Kandinsky continued:

“At the moment there is a great tendency in painting to discover the ‘new’ harmony by constructive means whereby the rhythmic is built on an almost geometric form… I am certain that our own modern harmony is not to be found in the ‘geometric’ way, but rather in the anti-geometric, anti-logical way. And this way is that of ‘dissonance in art’, in painting, therefore, just as much as in music.
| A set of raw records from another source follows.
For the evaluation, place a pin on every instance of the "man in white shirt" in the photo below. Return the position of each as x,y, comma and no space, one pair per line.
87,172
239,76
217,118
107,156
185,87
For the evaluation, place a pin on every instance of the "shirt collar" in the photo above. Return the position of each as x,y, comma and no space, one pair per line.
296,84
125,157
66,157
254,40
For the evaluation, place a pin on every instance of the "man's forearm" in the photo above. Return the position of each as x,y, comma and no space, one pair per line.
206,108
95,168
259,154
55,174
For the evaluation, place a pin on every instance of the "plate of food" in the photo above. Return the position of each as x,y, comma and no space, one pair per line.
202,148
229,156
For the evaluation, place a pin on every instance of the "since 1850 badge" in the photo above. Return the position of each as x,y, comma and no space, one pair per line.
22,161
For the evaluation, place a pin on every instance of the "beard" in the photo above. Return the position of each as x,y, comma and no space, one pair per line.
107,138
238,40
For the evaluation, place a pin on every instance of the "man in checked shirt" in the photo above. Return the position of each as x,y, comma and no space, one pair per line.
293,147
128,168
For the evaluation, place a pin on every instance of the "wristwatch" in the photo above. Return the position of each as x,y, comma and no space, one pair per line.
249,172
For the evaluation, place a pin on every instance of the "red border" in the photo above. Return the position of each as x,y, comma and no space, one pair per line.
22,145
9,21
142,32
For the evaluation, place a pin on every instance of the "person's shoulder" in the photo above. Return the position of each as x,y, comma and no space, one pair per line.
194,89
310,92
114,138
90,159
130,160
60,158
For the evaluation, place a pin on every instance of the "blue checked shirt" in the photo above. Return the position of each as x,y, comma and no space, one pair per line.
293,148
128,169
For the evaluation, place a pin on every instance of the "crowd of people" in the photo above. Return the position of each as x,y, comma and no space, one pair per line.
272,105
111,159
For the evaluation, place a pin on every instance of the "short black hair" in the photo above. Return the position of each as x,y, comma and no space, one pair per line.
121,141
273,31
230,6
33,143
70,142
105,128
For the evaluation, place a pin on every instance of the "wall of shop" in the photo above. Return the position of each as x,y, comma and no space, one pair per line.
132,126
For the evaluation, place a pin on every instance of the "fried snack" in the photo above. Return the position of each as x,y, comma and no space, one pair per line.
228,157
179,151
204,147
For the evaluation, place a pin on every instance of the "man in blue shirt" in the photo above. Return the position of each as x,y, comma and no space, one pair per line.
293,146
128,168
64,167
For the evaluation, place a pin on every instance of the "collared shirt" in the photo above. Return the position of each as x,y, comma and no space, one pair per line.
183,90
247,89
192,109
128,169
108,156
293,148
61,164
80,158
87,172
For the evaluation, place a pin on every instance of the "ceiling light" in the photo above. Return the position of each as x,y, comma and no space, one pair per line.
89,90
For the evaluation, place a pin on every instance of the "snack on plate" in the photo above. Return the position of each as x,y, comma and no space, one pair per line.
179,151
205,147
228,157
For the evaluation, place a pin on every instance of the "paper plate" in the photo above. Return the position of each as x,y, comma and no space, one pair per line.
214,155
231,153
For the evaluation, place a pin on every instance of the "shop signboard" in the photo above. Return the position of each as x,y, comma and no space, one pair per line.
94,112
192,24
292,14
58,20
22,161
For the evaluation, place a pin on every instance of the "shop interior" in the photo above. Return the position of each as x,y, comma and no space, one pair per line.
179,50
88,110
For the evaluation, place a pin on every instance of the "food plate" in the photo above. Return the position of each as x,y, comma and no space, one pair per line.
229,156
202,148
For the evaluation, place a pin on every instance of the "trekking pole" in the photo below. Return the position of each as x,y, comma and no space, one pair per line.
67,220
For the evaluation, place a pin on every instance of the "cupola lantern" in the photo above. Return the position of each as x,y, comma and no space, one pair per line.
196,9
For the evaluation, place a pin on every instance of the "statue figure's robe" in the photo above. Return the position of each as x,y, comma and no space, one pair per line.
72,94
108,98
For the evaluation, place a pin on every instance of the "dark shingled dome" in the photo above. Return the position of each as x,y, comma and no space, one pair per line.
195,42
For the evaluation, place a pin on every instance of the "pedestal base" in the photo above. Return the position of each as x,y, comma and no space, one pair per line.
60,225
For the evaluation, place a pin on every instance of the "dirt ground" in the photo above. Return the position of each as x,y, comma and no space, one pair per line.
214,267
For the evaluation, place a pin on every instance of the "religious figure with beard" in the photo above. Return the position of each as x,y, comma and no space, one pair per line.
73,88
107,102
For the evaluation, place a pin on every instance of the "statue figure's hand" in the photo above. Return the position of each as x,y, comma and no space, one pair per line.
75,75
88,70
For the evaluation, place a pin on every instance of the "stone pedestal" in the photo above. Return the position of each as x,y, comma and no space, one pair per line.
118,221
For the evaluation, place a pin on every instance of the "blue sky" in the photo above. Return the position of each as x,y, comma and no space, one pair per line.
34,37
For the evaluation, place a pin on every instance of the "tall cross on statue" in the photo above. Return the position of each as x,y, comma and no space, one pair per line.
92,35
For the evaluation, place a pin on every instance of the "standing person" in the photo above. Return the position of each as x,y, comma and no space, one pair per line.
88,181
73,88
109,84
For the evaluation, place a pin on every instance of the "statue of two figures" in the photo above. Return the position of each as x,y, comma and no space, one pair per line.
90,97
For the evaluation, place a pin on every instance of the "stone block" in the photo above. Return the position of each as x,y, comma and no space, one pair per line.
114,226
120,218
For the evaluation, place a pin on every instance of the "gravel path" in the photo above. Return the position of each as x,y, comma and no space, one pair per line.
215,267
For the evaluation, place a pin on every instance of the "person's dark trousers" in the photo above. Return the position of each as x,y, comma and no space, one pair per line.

And ‘today’s’ dissonance in painting and music is merely the consonance of ‘tomorrow’.”

Looking at and listening to their works simultaneously sheds light on the work of both men.

No one can fully understand modernism in art without understanding the role atonal music played in shaping it – and vice versa.

Conclusion

Even today, many audiences remain allergic to atonal music and don’t understand why composers would choose to write in such a style.

But before you write it off entirely, it’s worth taking some time to understand what it is and where it came from.

It was an inevitable outgrowth of the way harmony was treated in the late Romantic era; it reflected the chaos of life during the rapidly changing years of the early twentieth century; the intellectual and emotional challenge of writing it proved deeply magnetic to composers; and it developed side-by-side along similarly styled works by Kandinsky, Picasso, and others.

For these reasons and others, atonal music is worth learning more about. Even if you’re skeptical at first, you may grow to love it – or at least understand why it mattered, and still matters.